19. yüzyılda devletin kötü gidişatını durdurmak için yapılan ıslahat çalışmaları azınlık isyanları ve dış baskılar neticesinde sonuçsuz kalınca; devleti ayakta tutmak için birtakım fikir akımları da ortaya atılmıştır: Osmanlıcılık, İslamcılık, Âdem-i Merkeziyetçilik, Türkçülük ve Batıcılık. Osmanlıcılık, Tanzimat dönemi sonlarına doğru ortaya çıkar. 93 Harbi, Balkanlarda yaşanan isyan ve savaşlar neticesi önemini kaybeder. İslamcılık, 93 Harbi sonrası önem kazanır ama I. Dünya Savaşı’nda Arapların İngilizlerle iş birliği yapması neticesinde etkisini kaybeder. Âdem-i merkeziyetçilik de Osmanlıcılık gibi düşünceye sahipse de değer görmez. Fikir akımlarından en etkilisi Türkçülük olur.

Fransız İhtilâli ile yayılmaya başlayan “hürriyet, müsavat, adalet, uhuvvet” kavramları neticesinde ortaya çıkan liberal düşünce sonucu demokratik yönetimlerin oluşmaya başlaması imparatorluk yapısına sahip devletleri etkilemiştir. Osmanlı Devleti de tüm Avrupa’yı etkisi altına alan hürriyetçilik düşüncesi ile derinden sarsılmıştır. Osmanlı Devleti’nde demokratikleşme hareketleri dört aşamada gerçekleşmiştir: “Bunlar, 1839

20

Tanzimat Fermanı, 1856 Islahat Fermanı, 1876 Meşrutiyet Anayasası ve 1908 II. Meşrutiyet hareketi.” (Armaoğlu, 1993: 55)dir.

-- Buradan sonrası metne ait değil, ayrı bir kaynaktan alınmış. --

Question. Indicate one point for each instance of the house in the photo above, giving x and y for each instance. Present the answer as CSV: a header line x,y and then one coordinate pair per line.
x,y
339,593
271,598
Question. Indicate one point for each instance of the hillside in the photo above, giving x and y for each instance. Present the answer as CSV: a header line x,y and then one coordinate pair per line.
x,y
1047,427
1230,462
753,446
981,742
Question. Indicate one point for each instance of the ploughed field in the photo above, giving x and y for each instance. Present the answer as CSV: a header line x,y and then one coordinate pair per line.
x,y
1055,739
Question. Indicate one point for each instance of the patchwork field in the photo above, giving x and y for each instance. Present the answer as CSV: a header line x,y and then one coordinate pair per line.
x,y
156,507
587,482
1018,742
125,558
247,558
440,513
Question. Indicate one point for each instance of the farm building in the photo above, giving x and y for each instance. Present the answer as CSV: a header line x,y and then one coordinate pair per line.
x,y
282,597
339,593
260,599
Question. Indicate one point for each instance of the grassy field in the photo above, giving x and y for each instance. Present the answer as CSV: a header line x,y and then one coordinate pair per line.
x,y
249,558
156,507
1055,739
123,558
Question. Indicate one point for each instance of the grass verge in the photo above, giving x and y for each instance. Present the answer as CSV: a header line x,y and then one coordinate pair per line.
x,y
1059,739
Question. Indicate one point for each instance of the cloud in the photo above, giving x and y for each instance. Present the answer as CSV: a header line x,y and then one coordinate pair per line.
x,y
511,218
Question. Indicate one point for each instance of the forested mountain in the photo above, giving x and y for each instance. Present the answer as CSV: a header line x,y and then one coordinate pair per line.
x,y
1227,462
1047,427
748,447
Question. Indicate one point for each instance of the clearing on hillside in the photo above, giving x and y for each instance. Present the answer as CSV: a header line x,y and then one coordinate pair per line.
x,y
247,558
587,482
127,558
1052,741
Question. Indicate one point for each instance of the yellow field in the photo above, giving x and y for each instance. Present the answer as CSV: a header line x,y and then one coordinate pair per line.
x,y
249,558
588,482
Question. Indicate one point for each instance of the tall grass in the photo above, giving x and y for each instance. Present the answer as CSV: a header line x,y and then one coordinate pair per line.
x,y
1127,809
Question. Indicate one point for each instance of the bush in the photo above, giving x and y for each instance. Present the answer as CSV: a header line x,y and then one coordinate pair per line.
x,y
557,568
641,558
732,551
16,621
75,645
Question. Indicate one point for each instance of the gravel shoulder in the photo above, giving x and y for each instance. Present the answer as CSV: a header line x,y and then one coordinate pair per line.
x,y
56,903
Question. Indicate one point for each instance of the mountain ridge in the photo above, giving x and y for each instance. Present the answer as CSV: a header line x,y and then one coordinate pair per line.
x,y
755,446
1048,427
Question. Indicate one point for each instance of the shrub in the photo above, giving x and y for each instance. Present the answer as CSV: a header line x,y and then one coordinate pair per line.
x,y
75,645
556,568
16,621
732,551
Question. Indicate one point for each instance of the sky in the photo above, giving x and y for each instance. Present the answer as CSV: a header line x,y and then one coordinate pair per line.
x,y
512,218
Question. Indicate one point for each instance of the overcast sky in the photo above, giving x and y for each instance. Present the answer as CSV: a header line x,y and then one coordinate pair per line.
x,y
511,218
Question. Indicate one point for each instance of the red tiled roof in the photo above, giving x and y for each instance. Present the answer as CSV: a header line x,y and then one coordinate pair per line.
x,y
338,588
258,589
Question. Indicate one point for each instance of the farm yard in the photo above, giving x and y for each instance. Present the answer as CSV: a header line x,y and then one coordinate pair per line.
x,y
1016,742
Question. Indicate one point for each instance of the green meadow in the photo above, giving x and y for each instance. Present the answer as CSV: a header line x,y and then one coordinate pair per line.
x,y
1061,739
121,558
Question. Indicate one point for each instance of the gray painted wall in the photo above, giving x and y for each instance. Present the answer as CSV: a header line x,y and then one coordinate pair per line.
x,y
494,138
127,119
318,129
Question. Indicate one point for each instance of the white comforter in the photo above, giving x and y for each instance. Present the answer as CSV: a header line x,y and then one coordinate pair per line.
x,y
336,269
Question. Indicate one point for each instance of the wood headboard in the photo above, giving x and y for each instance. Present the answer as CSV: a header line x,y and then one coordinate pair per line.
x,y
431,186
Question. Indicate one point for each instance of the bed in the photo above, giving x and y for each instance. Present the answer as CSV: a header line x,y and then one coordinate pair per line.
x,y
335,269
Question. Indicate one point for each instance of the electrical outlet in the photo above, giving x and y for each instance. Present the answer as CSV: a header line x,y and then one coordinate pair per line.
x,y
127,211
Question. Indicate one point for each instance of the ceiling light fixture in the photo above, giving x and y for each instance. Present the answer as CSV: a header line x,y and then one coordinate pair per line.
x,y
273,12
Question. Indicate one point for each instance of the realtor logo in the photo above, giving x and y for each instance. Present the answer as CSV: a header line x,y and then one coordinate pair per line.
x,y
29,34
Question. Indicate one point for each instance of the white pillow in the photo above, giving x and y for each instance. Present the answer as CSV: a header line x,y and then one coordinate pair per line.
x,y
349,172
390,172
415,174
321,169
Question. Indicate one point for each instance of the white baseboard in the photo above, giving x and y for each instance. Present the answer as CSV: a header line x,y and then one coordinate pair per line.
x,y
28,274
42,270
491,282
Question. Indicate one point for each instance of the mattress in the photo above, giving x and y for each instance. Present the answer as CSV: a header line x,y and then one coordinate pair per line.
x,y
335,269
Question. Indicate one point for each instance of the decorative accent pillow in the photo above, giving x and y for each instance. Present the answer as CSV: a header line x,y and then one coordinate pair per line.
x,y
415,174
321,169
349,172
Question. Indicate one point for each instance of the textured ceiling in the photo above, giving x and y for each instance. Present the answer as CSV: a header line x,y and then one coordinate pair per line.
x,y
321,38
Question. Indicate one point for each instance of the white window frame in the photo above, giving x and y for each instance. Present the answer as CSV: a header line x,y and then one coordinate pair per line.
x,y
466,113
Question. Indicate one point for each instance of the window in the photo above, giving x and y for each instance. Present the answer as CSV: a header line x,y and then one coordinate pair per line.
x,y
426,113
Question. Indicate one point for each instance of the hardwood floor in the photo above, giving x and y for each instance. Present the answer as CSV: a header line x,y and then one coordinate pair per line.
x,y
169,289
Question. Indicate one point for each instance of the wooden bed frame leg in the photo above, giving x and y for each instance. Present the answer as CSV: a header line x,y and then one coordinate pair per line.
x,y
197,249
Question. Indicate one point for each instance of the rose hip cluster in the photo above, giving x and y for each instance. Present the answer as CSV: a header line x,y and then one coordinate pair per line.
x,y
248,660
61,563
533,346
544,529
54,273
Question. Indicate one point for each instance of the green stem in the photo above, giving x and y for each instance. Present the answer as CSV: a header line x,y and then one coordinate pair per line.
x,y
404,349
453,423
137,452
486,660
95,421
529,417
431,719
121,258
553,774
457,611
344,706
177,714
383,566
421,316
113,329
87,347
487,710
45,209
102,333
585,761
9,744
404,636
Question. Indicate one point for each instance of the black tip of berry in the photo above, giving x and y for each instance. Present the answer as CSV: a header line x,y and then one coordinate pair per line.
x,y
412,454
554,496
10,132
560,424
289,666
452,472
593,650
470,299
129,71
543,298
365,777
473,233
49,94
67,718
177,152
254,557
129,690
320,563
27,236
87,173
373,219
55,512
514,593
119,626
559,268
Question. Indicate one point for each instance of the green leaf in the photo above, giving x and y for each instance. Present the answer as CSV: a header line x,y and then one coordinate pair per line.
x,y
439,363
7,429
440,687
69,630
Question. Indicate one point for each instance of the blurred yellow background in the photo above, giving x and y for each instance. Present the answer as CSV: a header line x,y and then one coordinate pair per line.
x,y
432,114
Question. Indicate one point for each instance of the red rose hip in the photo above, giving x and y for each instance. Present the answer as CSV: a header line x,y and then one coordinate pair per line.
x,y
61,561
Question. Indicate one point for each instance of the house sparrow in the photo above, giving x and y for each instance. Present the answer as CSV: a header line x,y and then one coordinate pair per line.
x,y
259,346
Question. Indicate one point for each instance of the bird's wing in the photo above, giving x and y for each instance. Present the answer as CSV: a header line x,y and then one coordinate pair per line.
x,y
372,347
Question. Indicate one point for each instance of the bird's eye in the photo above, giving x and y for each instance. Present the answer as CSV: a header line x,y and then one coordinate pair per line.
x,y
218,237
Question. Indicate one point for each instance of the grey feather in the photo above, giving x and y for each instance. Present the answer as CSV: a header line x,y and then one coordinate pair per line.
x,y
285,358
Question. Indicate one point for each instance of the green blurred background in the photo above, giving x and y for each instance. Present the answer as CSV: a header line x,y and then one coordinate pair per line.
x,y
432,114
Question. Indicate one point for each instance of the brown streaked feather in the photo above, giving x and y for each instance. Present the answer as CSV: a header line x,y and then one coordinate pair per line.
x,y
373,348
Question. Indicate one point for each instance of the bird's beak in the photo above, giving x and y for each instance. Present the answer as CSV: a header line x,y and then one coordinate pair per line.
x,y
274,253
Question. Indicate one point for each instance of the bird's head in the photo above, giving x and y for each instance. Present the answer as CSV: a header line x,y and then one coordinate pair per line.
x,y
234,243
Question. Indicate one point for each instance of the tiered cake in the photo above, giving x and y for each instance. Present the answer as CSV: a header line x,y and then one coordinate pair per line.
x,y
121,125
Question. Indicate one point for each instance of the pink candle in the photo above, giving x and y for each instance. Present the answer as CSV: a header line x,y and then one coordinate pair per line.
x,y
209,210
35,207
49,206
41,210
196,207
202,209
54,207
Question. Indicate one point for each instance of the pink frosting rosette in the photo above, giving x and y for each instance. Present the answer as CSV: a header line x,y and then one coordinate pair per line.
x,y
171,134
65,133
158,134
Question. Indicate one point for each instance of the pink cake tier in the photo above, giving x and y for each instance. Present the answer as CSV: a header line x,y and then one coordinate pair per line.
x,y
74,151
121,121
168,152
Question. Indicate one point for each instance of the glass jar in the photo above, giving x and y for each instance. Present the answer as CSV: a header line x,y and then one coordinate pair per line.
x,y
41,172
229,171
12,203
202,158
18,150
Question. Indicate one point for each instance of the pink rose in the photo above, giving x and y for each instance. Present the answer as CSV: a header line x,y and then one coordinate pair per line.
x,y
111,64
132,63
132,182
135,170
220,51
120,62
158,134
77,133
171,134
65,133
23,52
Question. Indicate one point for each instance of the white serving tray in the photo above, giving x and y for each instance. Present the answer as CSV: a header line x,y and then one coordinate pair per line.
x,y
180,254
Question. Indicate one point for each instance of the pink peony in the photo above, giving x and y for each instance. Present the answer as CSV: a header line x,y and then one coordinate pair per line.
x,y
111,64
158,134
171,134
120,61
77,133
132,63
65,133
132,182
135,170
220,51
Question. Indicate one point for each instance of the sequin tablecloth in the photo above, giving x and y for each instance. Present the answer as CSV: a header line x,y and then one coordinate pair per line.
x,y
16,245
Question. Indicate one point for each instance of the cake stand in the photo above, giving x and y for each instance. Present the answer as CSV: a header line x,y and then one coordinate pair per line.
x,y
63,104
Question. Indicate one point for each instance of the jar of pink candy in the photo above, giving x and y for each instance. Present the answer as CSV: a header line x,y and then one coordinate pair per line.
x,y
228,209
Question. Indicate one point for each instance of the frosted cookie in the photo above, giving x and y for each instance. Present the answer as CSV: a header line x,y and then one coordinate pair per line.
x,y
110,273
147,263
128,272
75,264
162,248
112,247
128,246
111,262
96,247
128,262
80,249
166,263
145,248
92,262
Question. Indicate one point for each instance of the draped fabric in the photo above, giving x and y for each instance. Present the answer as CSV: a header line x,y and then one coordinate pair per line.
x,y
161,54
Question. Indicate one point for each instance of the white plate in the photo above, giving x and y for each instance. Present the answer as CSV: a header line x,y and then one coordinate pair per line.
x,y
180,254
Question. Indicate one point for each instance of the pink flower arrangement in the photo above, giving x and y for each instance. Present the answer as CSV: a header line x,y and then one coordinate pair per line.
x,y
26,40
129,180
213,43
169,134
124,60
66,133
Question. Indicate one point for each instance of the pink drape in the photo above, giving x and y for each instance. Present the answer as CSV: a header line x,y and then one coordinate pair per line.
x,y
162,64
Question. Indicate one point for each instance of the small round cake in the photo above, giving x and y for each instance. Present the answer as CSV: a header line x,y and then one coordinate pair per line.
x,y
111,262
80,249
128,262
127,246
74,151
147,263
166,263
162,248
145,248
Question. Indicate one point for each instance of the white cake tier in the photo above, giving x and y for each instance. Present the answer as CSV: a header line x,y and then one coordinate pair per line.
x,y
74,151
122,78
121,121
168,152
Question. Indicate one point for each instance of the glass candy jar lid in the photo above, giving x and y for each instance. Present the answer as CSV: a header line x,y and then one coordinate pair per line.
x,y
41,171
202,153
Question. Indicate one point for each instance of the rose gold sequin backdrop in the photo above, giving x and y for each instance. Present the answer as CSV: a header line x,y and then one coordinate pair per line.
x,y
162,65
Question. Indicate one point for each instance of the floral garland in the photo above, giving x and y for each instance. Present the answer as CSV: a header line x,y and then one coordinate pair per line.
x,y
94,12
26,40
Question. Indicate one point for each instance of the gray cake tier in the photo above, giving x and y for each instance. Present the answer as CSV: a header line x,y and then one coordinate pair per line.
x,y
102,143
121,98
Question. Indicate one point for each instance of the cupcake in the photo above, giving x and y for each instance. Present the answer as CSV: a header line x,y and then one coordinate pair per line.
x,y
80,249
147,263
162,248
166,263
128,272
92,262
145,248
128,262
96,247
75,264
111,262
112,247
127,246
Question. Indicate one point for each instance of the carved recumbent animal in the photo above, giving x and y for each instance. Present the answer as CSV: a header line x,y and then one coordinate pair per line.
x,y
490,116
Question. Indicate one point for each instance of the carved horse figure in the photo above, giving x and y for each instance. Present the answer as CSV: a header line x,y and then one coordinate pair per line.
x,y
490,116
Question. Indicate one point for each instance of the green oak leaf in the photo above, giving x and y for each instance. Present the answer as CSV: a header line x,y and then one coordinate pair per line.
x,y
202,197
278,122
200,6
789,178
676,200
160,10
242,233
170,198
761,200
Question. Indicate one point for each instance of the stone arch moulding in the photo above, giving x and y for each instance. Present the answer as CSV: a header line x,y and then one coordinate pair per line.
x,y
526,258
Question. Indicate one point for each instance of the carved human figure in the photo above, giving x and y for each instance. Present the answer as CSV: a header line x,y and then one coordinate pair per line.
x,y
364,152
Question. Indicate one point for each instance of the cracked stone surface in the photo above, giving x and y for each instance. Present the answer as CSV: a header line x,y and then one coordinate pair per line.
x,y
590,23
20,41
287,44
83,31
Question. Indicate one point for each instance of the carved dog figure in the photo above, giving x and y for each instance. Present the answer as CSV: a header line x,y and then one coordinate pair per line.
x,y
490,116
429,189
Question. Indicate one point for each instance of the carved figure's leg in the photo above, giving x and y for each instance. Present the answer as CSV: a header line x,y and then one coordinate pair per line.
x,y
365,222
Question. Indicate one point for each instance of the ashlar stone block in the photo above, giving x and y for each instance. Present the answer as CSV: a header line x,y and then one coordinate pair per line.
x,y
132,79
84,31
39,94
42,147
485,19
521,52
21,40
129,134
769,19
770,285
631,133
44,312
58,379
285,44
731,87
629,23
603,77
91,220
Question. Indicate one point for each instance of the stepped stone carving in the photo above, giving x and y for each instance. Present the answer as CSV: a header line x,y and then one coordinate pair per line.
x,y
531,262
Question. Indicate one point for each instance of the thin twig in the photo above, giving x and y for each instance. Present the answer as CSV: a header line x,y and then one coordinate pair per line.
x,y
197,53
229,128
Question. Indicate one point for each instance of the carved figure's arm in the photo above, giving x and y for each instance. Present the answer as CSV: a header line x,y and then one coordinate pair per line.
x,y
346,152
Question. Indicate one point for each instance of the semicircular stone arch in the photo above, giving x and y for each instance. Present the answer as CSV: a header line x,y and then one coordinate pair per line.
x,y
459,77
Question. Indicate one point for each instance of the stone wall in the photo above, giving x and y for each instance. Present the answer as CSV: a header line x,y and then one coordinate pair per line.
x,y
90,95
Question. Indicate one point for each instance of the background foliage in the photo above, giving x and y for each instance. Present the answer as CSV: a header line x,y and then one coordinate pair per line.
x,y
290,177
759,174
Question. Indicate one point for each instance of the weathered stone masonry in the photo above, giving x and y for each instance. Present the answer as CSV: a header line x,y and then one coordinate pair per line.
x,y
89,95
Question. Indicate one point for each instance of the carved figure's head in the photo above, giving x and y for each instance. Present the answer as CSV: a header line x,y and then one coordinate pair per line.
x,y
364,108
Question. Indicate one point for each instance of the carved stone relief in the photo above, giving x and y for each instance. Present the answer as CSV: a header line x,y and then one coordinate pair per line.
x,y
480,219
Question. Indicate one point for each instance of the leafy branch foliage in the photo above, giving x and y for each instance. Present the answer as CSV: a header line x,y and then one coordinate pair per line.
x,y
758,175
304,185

19. yüzyılda devletin kötü gidişatını, Tanzimat ve Islahat Fermanları ile engellenemeyeceğini gören bir grup Osmanlı aydını kurtuluşun meşruti yönetimde olduğunu öne sürmüştür. Abdülaziz’in ölümünden sonra yerine geçen V. Murat’ın sağlığı yerinde değildi. Mithat Paşa ve ekibi padişahın ruhsal durumunu meşruti yönetime geçmek için bir fırsat bildi. “Şehzâde Abdülhâmid Efendi, bu fikre karşı çıktı, esâsen kendisi pâdişah olduğu takdîrde meşrûtiyet ilân edeceğini söyledi.” (Güngör, 2006: 429) II. Abdülhamit, meşrutiyet sözü sonrası tahta geçmiştir. Ziya Paşa, Nâmık Kemâl ve birkaç isimle birlikte Mithat Paşa başkanlığında bir anayasa metni hazırlanmış ve II. Abdülhamit 1876 yılında Kanun-i Esasi’yi ilan ederek meşruti yönetime geçilmesini sağlamıştır. 1877-1878 yılları arasında Rusya ile yapılan ve tarihte 93 Harbi olarak bilinen savaşta Osmanlı Devleti yenilmiş ve savaş sonrası Rusya ile 3 Mart 1878 Ayastefanos Antlaşması yapılmıştır. Bu anlaşmanın Batılı devletlerce uygun görülmemesi sonucu Rusya ile tekrardan Berlin Antlaşması imzalanmıştır. Bu antlaşma ile Bulgaristan Prensliği kurulmuştur. Doğu’da Ermeni ve Kürt sorununun temeli de bu antlaşma ile atılmış oldu.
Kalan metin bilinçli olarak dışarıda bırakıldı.